Lack of Data Integrity or Standardization
- Data elements to be defined differently by different end users and applications.
- For examples, end user 1 write address, end user 2 write addresses and end user 3 write add.
To solve the problems encountered with the file processing approach, the database management approach was conceived as the foundation of modern methods of managing organizational data. The database management approach consolidates data records, formerly held in separate files, into databases that can be accessed by many different application programs. In addition, a database management system (DBMS) serves as a software interface between users and databases, which helps users easily access the data in a database. Thus, database management involves the use of database management software to control how database are created, interrogated, and maintained to provide information needed by end users.
A database management system (DBMS) is the main software tool of the database management approach, because it controls the creation, maintenance, and use of the databases if an organization and its end users. The three major functions of a database management system are to create new databases and database applications, to maintain the quality of the data in an organization’s databases and to use the database of an organization to provide the information needed by its end users.
Examples of DBMS
- Microcomputer DBMS package - MS Access 2003
- Mainframe and server versions - Oracle Database 10g
- IBM DB2 UBD 8.2
- Microsoft SQL Server 2005
- Sybase ASE 15
- Open Source DBMS - MySQL 5.0
Therefore, nowadays business tend to use data warehouse system instead of traditional file in business data processing. A data warehouse is stores data that have been extracted from various operational, external, and other databases of an organization. It is a central source of the data that have been cleaned, transformed, and cataloged so they can be used by managers and other business professionals for data mining, online analytical processing, and other forms of business analysis, market research and decision support. Data warehouse may be subdivided into data marts, which hold subsets of data from the warehouse that focus on specific aspects of a company, such as a department or a business process.
The acquisition process of this system might include activities like consolidating data from several sources, filtering out unwanted data, correcting incorrect data, converting data to new data elements, or aggregating data into new data subsets.

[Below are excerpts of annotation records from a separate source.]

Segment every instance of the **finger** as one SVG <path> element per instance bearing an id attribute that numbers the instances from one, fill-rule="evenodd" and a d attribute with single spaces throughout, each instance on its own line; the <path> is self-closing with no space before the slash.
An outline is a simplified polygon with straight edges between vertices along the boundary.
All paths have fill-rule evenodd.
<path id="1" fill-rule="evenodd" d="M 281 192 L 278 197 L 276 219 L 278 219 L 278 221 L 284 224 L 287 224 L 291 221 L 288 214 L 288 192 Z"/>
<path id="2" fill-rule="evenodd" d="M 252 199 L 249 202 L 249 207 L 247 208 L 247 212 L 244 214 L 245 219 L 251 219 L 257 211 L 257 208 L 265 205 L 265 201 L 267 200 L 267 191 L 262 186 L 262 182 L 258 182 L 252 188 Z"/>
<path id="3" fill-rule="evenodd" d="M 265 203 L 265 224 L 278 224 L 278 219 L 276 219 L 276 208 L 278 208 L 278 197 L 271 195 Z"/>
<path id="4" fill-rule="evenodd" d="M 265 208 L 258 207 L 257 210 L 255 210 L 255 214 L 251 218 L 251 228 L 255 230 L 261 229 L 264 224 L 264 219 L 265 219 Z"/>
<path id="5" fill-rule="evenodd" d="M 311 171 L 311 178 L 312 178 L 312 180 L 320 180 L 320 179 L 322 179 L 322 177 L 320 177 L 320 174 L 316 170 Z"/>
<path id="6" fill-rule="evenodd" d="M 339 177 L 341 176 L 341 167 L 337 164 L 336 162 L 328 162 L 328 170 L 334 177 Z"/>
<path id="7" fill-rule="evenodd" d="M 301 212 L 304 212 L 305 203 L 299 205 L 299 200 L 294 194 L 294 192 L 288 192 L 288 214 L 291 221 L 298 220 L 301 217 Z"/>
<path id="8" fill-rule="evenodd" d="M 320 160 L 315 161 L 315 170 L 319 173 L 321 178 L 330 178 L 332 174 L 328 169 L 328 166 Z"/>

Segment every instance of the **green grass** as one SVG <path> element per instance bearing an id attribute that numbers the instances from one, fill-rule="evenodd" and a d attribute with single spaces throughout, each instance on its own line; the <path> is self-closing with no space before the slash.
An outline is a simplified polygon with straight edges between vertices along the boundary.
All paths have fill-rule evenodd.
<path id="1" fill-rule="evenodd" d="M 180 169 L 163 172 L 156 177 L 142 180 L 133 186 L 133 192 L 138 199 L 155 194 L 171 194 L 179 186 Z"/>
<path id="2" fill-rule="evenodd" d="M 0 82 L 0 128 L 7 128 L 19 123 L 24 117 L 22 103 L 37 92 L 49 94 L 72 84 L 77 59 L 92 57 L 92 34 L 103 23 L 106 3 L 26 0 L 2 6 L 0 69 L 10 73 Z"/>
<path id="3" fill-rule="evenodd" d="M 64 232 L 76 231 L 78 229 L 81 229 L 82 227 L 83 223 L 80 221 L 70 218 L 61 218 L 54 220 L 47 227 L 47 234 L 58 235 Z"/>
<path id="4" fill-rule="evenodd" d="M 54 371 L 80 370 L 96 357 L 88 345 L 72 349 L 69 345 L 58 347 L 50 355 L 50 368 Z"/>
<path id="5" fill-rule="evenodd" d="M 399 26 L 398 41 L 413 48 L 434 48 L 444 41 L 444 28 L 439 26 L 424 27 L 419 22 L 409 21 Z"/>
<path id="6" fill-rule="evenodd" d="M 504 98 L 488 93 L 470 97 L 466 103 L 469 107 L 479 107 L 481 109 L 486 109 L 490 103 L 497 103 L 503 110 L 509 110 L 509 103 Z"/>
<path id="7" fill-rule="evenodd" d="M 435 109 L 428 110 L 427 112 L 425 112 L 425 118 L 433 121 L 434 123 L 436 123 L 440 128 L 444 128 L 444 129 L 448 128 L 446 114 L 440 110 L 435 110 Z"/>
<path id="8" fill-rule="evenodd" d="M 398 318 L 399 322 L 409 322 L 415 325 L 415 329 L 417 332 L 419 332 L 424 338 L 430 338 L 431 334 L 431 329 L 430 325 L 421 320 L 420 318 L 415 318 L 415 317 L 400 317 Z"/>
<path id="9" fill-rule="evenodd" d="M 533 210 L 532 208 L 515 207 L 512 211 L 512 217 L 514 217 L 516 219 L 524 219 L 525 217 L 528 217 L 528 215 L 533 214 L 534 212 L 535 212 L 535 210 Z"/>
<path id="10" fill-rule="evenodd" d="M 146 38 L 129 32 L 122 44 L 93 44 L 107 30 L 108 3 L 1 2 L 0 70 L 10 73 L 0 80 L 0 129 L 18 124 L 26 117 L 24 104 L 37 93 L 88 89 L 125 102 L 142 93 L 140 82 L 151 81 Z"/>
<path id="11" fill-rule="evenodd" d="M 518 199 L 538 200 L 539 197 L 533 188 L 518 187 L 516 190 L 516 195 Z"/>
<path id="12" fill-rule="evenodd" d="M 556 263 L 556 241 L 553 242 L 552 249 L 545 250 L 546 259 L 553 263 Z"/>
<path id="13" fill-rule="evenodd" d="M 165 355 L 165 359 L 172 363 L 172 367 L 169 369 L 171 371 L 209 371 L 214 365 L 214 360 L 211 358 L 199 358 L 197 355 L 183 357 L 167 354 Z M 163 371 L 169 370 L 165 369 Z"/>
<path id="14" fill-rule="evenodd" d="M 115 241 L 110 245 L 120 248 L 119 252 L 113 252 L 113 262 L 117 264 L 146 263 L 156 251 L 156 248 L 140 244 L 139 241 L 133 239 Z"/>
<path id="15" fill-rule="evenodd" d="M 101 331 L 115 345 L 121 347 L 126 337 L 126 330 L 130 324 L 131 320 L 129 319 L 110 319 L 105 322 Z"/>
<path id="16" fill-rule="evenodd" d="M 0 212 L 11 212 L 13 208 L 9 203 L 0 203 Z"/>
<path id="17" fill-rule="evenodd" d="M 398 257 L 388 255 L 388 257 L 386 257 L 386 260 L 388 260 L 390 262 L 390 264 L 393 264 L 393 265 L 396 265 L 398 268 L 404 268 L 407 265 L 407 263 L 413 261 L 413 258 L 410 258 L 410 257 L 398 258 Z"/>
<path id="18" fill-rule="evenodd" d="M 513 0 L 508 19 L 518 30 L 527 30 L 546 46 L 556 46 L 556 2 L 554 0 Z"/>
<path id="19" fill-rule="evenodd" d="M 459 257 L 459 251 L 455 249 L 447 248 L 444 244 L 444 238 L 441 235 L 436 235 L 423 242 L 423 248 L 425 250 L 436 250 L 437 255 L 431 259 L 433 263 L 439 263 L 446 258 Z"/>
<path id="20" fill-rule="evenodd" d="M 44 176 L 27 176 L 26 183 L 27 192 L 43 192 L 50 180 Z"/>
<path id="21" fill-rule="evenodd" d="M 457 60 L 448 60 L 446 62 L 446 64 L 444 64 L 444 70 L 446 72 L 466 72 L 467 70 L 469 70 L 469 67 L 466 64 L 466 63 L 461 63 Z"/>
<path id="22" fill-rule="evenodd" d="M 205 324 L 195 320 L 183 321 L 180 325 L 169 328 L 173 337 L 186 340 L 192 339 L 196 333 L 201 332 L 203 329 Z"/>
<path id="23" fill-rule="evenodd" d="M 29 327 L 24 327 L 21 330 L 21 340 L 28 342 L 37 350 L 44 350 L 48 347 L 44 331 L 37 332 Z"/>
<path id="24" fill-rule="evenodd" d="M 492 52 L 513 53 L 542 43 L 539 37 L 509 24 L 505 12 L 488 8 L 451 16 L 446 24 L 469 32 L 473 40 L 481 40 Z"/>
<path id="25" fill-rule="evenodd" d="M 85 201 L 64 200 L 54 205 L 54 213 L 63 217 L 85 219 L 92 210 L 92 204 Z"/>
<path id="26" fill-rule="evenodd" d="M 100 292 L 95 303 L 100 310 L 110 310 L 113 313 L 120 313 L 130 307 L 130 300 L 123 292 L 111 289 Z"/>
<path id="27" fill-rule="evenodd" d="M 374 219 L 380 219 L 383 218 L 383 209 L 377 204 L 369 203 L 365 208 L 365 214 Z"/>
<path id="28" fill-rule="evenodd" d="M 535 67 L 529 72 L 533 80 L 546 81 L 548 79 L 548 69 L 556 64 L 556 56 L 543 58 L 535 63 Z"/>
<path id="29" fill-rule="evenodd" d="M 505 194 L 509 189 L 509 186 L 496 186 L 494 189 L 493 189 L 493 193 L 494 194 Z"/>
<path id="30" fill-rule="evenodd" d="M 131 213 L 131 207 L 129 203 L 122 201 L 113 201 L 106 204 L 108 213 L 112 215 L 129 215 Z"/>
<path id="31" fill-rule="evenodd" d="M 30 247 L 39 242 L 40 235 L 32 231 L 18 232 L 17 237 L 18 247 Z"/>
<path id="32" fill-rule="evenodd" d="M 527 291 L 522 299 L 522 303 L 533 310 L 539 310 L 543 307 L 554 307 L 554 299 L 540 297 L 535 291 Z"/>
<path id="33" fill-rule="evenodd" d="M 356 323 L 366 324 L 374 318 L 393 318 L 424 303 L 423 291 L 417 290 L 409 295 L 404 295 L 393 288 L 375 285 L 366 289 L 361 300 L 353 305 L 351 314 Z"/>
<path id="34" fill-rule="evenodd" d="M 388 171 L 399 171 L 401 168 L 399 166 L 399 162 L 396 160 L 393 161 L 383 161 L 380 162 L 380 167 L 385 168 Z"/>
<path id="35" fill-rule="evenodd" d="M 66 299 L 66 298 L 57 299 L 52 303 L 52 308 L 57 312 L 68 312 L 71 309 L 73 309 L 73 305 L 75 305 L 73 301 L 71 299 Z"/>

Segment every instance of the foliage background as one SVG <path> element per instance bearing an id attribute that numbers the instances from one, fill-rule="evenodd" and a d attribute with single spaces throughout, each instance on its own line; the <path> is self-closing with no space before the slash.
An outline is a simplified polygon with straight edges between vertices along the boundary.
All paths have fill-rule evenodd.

These data are then stored in the enterprise data warehouse, from which they can be moved into data marts or to an analytical data store that holds data in a more useful form for certain types of analysis. Metadata (data that define the data in the data warehouse) are stored in a metadata repository and cataloged by a metadata directory. Finally, a variety of analytical software tools can be provided to query, report, mine and analyze the data for delivery via Internet and intranet Web systems to business end users.
One important characteristic about the data in a data warehouse is that, unlike a typical database in which changes can occur constantly, data in a data warehouse are static, which means that once the data are gathered up, formatted for stage, and stored in the data warehouse, they will never change. This restriction is so that queries can be made on the data to look for complex patterns or historical trends that might otherwise go unnoticed with dynamic data that change constantly as a result of new transactions and updates.
Data mining is a major use of data warehouse databases and the static data they contain. In data mining, the data in a data warehouse are analyzed to reveal hidden patterns and trends in historical business activity. This analysis can be used to help managers make decisions about strategic changes in business operations to gain competitive advantages in the marketplace.
Data mining can discover new correlations, patterns, and trends in vast amount of business data stored in data warehouses. Data mining software uses advanced pattern recognition algorithms as well as variety of mathematical and statistical techniques to sift through mountains of data to extract previously unknown strategic business information. For example, many companies use data mining to:
- Perform “market-basket analysis” to identify new product bundles.
- Find root causes of quality or manufacturing problems.
- Prevent customer attrition and acquire new customer.
- Cross-sell to existing customers.
- Profile customers with more accuracy.